Prodis HQ in Terrassa (Barcelona)
Harquitectes 

Prodis HQ in Terrassa (Barcelona)

Harquitectes 


The new headquarters of Prodis, an organization devoted to assisting and promoting adults with intellectual disabilities, is located in old industrial buildings of Filatures Matarí, within the Vapor Cortès complex, in Terrassa’s Ca n’Aurell neighborhood.

With a built area of 3,842 square meters, the complex in the shape of a comb (warehouse-street-warehouse) presents a perimetral structure of loadbearing walls of ceramic brick, following a regular rhythm of pilasters and openings every 3 meters. The 12-meter span of the buildings is resolved through timber trusses that keep up the same rhythm as the pilasters. The roof is defined by the traditional structure of wooden straps and battens topped with Arabic tiles.

The first step was recovering of the street between the two naves. The floor slabs and the roof of the central volume were eliminated, maintaining the facades and the beams. To connect the two ends of the passage and resolve the grade difference, a terracing or stairway appears in the final section, thus also giving access to the complementary programs on the lower level.

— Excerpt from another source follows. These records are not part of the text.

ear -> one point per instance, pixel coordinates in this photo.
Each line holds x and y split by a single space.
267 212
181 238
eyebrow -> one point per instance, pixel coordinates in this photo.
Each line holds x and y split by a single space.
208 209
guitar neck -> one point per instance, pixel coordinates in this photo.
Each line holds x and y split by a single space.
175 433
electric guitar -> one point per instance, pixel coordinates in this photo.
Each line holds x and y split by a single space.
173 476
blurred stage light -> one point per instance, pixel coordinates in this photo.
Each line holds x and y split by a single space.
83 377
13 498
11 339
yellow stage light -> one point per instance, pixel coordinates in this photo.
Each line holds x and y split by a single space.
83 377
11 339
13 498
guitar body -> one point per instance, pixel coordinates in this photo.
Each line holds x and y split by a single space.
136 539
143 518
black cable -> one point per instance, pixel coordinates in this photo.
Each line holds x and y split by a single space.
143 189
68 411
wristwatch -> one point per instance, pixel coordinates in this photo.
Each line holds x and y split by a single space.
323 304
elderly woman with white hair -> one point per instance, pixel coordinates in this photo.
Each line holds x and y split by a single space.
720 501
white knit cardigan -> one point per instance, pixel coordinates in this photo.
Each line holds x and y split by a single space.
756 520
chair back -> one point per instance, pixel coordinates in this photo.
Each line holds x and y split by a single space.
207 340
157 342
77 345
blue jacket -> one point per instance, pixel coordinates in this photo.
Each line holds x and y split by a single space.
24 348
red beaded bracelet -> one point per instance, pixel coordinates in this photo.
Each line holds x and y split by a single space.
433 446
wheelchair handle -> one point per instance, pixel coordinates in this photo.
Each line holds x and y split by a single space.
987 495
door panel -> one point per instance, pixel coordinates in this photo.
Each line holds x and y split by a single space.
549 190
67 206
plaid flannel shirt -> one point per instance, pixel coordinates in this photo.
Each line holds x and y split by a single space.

Along the two naves, the various spaces are organized, combining the main uses (workshops, training classrooms, kitchens, dining rooms) with auxiliary ones (bathrooms, meeting rooms, storerooms). New beams perpendicular to the preexisting structures turn the original unidirectional system into a bidirectional structure where the new beams reduce the span of the old ones. The intersections between new and old structures allow the space to be hierarchized. The opaque boxes contain the closed programs and bear the weight of the new beams, which in turn hold up the original trusses. At the crossing between the existing trusses and the new beams are the light boxes, skylights illuminating the center of the main spaces.

The project creates a characteristic intricate texture of wooden slats of differing dimensions. The new beams, closed boxes, and skylights continue the wood-wood overlap of the room’s constructive system.